The record discloses that appellant's present counsel was appointed by the court on May 22, 1986. The order appointing counsel notified him that appellant was confined and that he was required to contact appellant within 48 hours of his notification of appointment as counsel. The sentencing hearing was held on June 24, 1986, so counsel had more than a month in which to contact appellant and prepare for the sentencing hearing. The lack of preparation of new counsel is not alone a ground for continuance, Cooper v. State, 148 Ga. App. 301 (251 SE2d 157) (1978), and mere shortness of time for preparation by counsel does not ipso facto show a denial of the rights of an accused. Standridge v. State, 158 Ga. App. 482, 484 (2) (280 SE2d 850) (1981). Since counsel had 32 days to prepare for the sentencing hearing we find no error in denial of appellant's motion for a continuance.
4. Appellant contends the trial court erred by questioning witnesses immediately after the prosecuting attorney completed his direct examination. Appellant made no objection to the court's questioning witnesses and this court will not consider questions raised for the first time on appeal. Bowen v. State, 173 Ga. App. 361, 362 (4) (326 SE2d 525) (1985).
5. Appellant contends the trial court erred by denying her request for a copy of Johnny Banks' transcript from Juvenile Court for the purpose of impeaching Banks' testimony in this case. This enumeration of error has been decided adversely to appellant in Smith v. State, 154 Ga. App. 190, 192 (3) (267 SE2d 826) (1980).
6. At trial Johnny Banks testified that William came out of the trailer like a bull, started hitting appellant and went for a gun that was part of a belt buckle; therefore, Johnny shot William to protect his mother from death or grievous bodily harm. Appellant requested a charge, in substance, that Johnny's action was justified because he was acting in defense of himself or a third person (appellant) when he shot William, and such action was necessary to prevent death or grievous bodily harm to appellant. The court gave appellant's requested instruction verbatim. Appellant now contends the trial court erred by failing to instruct the jury in this regard that they must determine if Johnny Banks' belief that his mother was going to suffer death or grievous bodily harm was reasonable, rather than determining if appellant herself had such a belief. Stated another way, appellant contends the court should have explained that if Banks acted in defense of appellant, the jury must determine if Banks' belief that his mother was going to suffer death or grievous bodily harm was reasonable. Appellant also argues the trial court should have charged the jury that the State must prove beyond a reasonable doubt that the defendant did not act in self-defense. These arguments are without merit.
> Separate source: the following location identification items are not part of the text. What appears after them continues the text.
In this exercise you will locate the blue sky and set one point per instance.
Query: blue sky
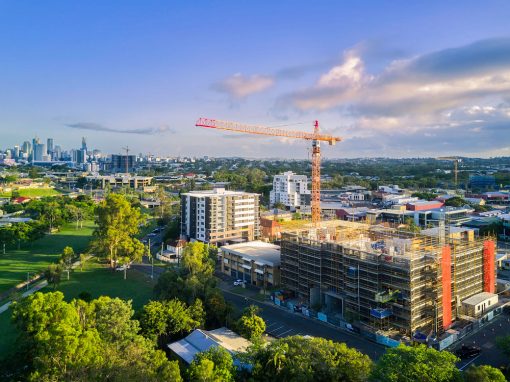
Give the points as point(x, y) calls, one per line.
point(394, 78)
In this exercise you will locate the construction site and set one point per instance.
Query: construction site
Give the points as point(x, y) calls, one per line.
point(389, 280)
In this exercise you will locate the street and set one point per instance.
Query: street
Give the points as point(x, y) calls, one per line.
point(283, 323)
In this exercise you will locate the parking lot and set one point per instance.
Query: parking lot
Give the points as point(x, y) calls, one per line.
point(279, 330)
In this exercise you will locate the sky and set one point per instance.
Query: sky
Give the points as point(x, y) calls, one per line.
point(391, 78)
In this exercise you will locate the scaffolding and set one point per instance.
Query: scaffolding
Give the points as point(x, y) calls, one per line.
point(386, 278)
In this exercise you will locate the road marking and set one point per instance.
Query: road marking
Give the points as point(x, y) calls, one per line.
point(467, 364)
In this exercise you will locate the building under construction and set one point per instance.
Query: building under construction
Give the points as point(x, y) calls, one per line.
point(385, 278)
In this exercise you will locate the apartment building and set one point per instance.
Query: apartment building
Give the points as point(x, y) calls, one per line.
point(291, 190)
point(254, 262)
point(388, 279)
point(219, 216)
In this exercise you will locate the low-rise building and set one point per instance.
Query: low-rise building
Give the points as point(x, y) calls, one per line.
point(256, 263)
point(202, 340)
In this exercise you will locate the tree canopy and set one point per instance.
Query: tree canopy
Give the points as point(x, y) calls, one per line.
point(213, 365)
point(419, 363)
point(83, 341)
point(309, 359)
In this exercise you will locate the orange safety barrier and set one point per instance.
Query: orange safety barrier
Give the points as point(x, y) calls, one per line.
point(446, 269)
point(489, 265)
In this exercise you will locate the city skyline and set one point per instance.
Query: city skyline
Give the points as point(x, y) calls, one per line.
point(395, 80)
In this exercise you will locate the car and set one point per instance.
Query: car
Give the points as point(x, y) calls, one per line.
point(468, 351)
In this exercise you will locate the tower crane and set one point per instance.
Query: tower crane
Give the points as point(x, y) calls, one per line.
point(316, 137)
point(455, 161)
point(126, 149)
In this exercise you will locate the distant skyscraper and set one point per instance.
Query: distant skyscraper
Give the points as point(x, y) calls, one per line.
point(81, 156)
point(57, 153)
point(26, 147)
point(39, 152)
point(50, 145)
Where error is assigned upon a correct principle of law given in charge (as was the case here), and the exception to it is that it does not go further and elaborate in more detail additional principles applicable to the evidence, such is not reversible error in the absence of a written request to charge more specifically. Wren v. State, 70 Ga. App. 510, 512 (28 SE2d 782) (1944); Watson v. State, 181 Ga. App. 512 (352 SE2d 828) (1987). Appellant made no written request to the court to charge more specifically. Hence, there was no error.
Spencer Lawton, Jr., District Attorney, John E. Morse, Jr., Assistant District Attorney, for appellee.
Michael G. Schiavone, for appellant.
DECIDED APRIL 9, 1987 -- REHEARING DENIED MAY 6, 1987.